Разновидностью противников ходжи Насреддина, аладзонов, являются такие хвастуны, которые сами пытаются подстроить ему ловушку и рассчитывают, что он в нее попадет. Насреддин с виду безропотно принимает предложенные правила игры, однако благодаря его остроумным ответам или действиям эти правила оборачиваются против тех, кто хотел бы позабавиться или поживиться за его счет. В одном из анекдотов Афанди косил на оба глаза. Падишах, чтобы высмеять острослова, спросил его как-то: — Афанди, а как я выгляжу в твоих глазах? — Четвероногим, — ответил ходжа. В другом анекдоте рассказывается, как три заезжих купца задавали неразрешимые вопросы: где центр земли? сколько звезд на небе? сколько волосинок в бороде одного из купцов? Никто не мог ответить на эти вопросы, один Насреддин вызвался отвечать: центр земли там, где стоит правая нога его осла; звезд на небе столько, сколько шерстинок на шкуре его осла, волосинок в бороде столько, сколько и на конце хвоста его осла. — Чем докажешь это? — спрашивали купцы, и Насреддин неизменно предлагал им проверить, если не верят на слово (см. №№ 758, 686). Мнимая неразрешимость вопросов заключалась в том, что они не поддаются проверке, и потому казалось, что они требуют особой мудрости. Такими вопросами можно заморочить голову простакам и выдать себя за мудрецов. Ответы Насреддина показали, что купцы — простые шарлатаны, что в их вопросах столько же «мудрости», сколько и в его ответах.

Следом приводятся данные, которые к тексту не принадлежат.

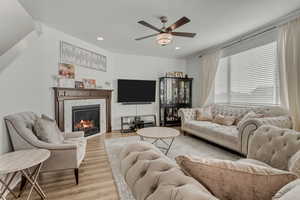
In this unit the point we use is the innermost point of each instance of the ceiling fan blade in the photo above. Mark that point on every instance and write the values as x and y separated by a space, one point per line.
179 23
149 25
184 34
141 38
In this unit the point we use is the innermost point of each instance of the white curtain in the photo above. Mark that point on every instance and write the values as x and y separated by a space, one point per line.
208 69
289 68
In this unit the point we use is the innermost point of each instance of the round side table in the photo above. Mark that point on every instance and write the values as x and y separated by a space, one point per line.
21 162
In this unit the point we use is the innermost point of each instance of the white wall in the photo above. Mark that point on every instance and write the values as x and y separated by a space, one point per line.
15 24
26 82
19 83
140 67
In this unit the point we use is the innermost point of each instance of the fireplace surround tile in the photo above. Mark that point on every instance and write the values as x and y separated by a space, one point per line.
68 104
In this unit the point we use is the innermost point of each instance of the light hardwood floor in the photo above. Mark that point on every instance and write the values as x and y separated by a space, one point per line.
95 177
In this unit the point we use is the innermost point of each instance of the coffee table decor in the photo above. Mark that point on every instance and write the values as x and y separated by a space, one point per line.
162 135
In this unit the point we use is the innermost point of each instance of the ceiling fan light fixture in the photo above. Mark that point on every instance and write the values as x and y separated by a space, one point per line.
164 39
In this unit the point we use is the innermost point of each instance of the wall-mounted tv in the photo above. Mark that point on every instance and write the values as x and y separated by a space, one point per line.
136 91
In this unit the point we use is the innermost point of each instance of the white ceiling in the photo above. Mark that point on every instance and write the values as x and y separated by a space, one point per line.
15 23
214 21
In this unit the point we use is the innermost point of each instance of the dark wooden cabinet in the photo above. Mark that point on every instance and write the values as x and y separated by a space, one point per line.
174 93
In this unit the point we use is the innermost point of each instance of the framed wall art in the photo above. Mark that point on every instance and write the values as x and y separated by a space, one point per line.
72 54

В некоторых анекдотах Насреддин-эйрон выдает себя за мнимого простофилю и тем самым провоцирует собеседника воспользоваться этим. На самом деле это оказывается хитроумной ловушкой, в которой обнаруживается глупая хитрость собеседника и действительная мудрость ходжи. «Как-то ходжа попросил у богатого соседа казан. Через неделю возвратил его, а с ним — и маленький казанчик впридачу. — Что это значит? — Оказывается, казан ваш был беременным и у нас разродился. Вот я принес вам мать и дитя. Довольный глупостью Афанди, сосед принял оба казана и ответил: — Спасибо, спасибо, Афанди. Почаще приходи ко мне и бери казан.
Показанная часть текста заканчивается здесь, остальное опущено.